Después del bochornoso episodio ocurrido con la reforma tributaria, aprobada pese a las múltiples críticas que generó en su momento y que al poco andar requirió de una “reforma a la reforma”, hoy veo con preocupación que se insiste en imponer una agenda legislativa cuyos tiempos escapan a toda lógica. Resulta prácticamente imposible que se pueda desarrollar un debate informado, se evalúen minuciosamente sus posibles impactos y se establezca de manera certera si terminarán teniendo más beneficios que perjuicios. No es difícil anticipar los desastres que esto podría conllevar.

A diferencia del primer año y medio de gobierno, ahora tenemos un ministro de Hacienda realizando un tremendo esfuerzo para hacer ver que la situación económica es más compleja de lo que habían previsto, sin embargo aún no vemos cambios. Así, por un lado tenemos al ministro Valdés afirmando que contaremos con menos recursos de los estimados, y por el otro al resto del gobierno planteando proyectos que siguen comprometiendo recursos -que no tenemos- a destajo.

Se nos habló de “realismo sin renuncia” y, por lo visto, se lo tomaron en serio. El “realismo” lo encontramos en el reconocimiento de que la situación económica es dura, que ni creceremos ni recaudaremos lo estimado y que el déficit será mayor al proyectado, mientras que el “sin renuncia” se traduce en que se mantendrá la agenda sin cambios, con mayor gradualidad, pero sin cambios al fin y al cabo.

Obstinación pareciera ser la palabra que mejor define a la coalición gobernante.

Otra muestra de aquello ha sido la decisión de seguir manteniendo al equipo comunicacional de La Moneda, cuando a todas luces ha tenido una muy deficiente gestión, generando no sólo daño en la reputación de la Presidenta y su gobierno, sino que también agudizando los conflictos entre sus propios miembros. No es necesario recordar el episodio del viaje secreto a La Araucanía, tan secreto que ni el propio ministro del Interior fue informado, ni el reciente escándalo por la decisión de cambiar el procedimiento para que los periodistas puedan acompañar a la Presidenta en sus giras presidenciales, entre otros.

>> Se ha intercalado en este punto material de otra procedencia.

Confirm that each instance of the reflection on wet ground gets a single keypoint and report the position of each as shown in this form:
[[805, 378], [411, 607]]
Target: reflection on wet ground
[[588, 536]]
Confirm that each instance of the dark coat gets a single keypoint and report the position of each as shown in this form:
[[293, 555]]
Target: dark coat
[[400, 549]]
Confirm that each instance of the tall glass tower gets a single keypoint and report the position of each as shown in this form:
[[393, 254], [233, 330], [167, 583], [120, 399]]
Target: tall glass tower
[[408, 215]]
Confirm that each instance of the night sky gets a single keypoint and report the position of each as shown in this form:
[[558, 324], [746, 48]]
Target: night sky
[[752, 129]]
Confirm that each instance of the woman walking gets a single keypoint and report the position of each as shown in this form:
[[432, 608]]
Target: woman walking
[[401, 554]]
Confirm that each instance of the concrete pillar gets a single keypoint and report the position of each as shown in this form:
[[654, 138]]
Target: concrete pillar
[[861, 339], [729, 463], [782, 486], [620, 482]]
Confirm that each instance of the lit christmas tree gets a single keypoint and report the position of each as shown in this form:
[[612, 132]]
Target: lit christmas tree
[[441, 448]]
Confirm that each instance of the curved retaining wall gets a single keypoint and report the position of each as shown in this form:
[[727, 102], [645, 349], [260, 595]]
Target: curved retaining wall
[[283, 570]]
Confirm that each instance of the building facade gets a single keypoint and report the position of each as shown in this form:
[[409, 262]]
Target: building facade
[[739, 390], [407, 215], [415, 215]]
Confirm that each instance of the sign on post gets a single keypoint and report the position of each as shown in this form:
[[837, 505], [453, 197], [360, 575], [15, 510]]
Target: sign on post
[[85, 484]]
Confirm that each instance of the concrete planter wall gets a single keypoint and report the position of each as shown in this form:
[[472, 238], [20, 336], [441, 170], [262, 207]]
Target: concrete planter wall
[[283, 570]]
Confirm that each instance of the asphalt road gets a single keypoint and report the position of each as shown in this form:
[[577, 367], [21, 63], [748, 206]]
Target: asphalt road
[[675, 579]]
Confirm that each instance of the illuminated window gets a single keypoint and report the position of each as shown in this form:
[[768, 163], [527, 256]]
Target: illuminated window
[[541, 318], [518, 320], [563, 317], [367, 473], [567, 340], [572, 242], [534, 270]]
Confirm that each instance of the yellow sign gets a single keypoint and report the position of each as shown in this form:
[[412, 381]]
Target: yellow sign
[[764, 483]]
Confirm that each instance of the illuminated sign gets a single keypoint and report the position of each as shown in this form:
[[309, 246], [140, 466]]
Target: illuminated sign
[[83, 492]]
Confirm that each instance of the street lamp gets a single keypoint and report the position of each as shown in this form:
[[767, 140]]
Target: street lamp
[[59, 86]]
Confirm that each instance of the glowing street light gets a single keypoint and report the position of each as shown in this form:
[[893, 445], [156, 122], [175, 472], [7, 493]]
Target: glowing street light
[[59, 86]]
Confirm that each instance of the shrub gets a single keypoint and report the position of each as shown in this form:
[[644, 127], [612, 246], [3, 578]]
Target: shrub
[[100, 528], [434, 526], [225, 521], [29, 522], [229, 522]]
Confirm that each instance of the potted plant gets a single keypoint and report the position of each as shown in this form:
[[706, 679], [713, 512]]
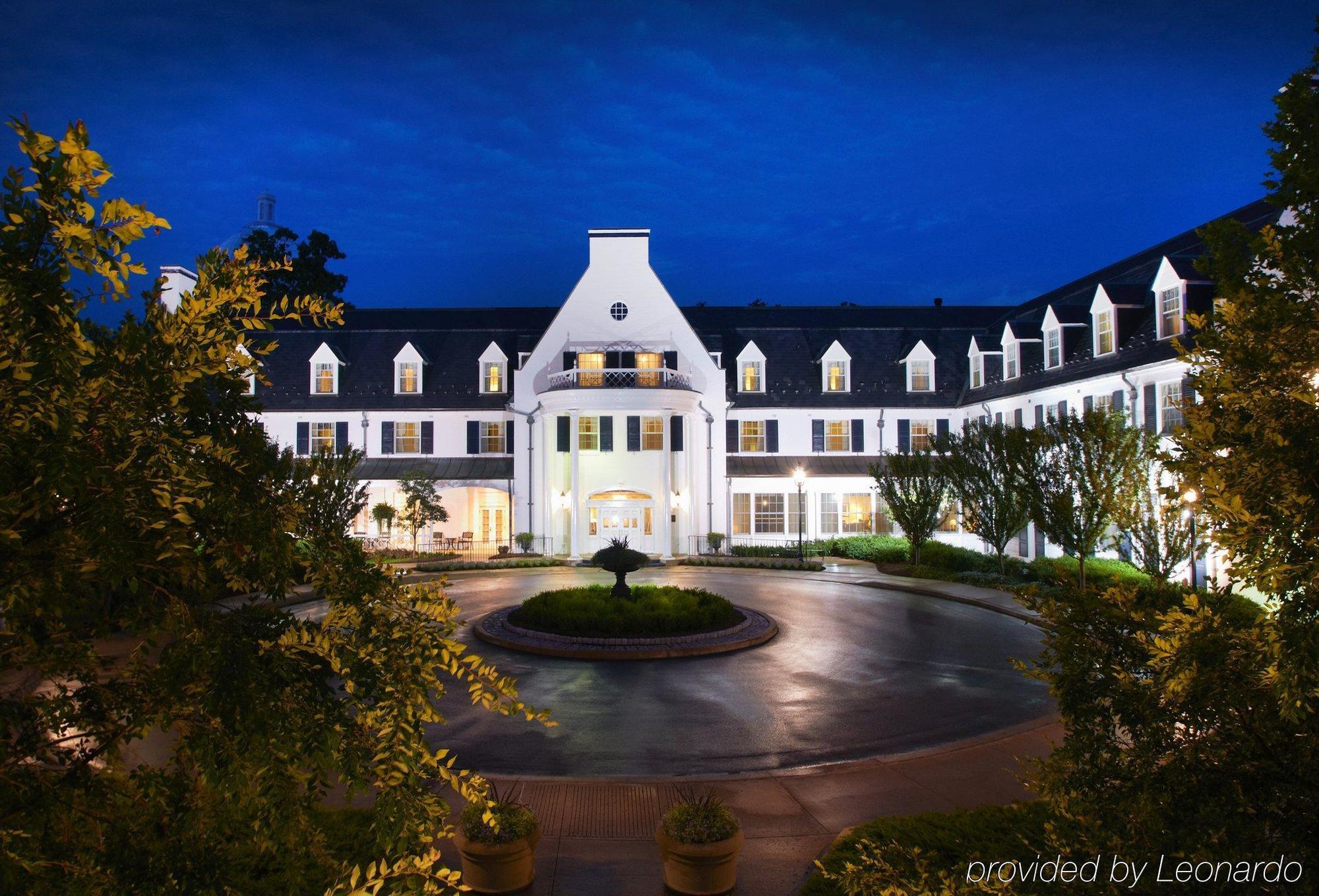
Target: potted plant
[[700, 840], [621, 560], [498, 858]]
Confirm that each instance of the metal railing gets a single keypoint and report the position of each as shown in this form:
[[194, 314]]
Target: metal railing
[[750, 546], [458, 547], [619, 378]]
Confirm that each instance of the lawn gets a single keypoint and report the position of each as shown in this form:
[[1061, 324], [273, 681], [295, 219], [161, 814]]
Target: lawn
[[654, 612]]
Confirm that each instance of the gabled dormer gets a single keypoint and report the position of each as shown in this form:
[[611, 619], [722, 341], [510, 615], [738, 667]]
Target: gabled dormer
[[326, 368], [920, 365], [410, 371], [493, 369], [751, 369], [836, 369]]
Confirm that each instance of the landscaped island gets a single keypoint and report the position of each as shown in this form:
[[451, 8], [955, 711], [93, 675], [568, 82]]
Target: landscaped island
[[652, 612]]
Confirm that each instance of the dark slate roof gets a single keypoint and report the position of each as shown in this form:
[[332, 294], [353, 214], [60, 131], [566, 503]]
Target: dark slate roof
[[441, 468]]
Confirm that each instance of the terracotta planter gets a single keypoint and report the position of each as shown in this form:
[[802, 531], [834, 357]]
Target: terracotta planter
[[498, 868], [700, 869]]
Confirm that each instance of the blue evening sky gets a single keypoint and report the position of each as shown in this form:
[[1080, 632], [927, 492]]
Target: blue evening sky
[[797, 153]]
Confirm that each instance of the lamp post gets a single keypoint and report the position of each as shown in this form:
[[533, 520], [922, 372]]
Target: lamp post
[[1189, 498], [800, 479]]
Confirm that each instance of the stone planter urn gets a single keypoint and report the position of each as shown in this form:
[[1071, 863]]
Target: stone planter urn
[[498, 868], [700, 869]]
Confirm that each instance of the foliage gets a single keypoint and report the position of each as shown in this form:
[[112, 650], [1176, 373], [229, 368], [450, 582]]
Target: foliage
[[916, 489], [307, 272], [908, 854], [619, 559], [983, 471], [1080, 467], [135, 491], [421, 502], [698, 819], [654, 612]]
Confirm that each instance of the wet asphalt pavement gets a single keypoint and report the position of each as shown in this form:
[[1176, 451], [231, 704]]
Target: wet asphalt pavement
[[854, 672]]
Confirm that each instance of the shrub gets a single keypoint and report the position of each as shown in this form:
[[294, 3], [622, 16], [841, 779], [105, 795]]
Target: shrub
[[654, 612], [700, 820]]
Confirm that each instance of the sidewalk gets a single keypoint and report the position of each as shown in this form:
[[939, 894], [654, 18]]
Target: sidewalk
[[598, 835]]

De todo lo anterior se ha advertido, y se ha hecho caso omiso a las críticas. Hace unos días fue el propio presidente del Banco Central quien planteó sus inquietudes respecto a la reforma laboral en la comisión de Hacienda de la Cámara: ¿será escuchado? Imposible olvidar las palabras del diputado Lorenzini frente a las críticas que le formularon, entre muchos otros, la mayoría de los ex ministros de Hacienda a la reforma tributaria: “¿Qué saben los ex ministros de Hacienda?”, señaló. Al final terminaron teniendo la razón en muchos de sus planteamientos.

No se trata sólo de cambiar o no el rumbo, ni de girar a la izquierda o a la derecha, sino de algo mucho más básico, que es simplemente hacer las cosas bien. Las cosas improvisadas y hechas a la rápida siempre terminan mal, y ejemplos de eso ya tenemos muchos. Resulta incomprensible que pese a todo lo que ha pasado aún no veamos cambios, y que en lugar de incorporar cordura se pise el acelerador para ir aún más rápido.

Hasta ahora seguimos tropezando con la misma piedra, y nos seguimos llenando de “te lo dije”. No podemos esperar tener distintos resultados si seguimos haciendo lo mismo.

 

Bárbara Briceño, cientista político.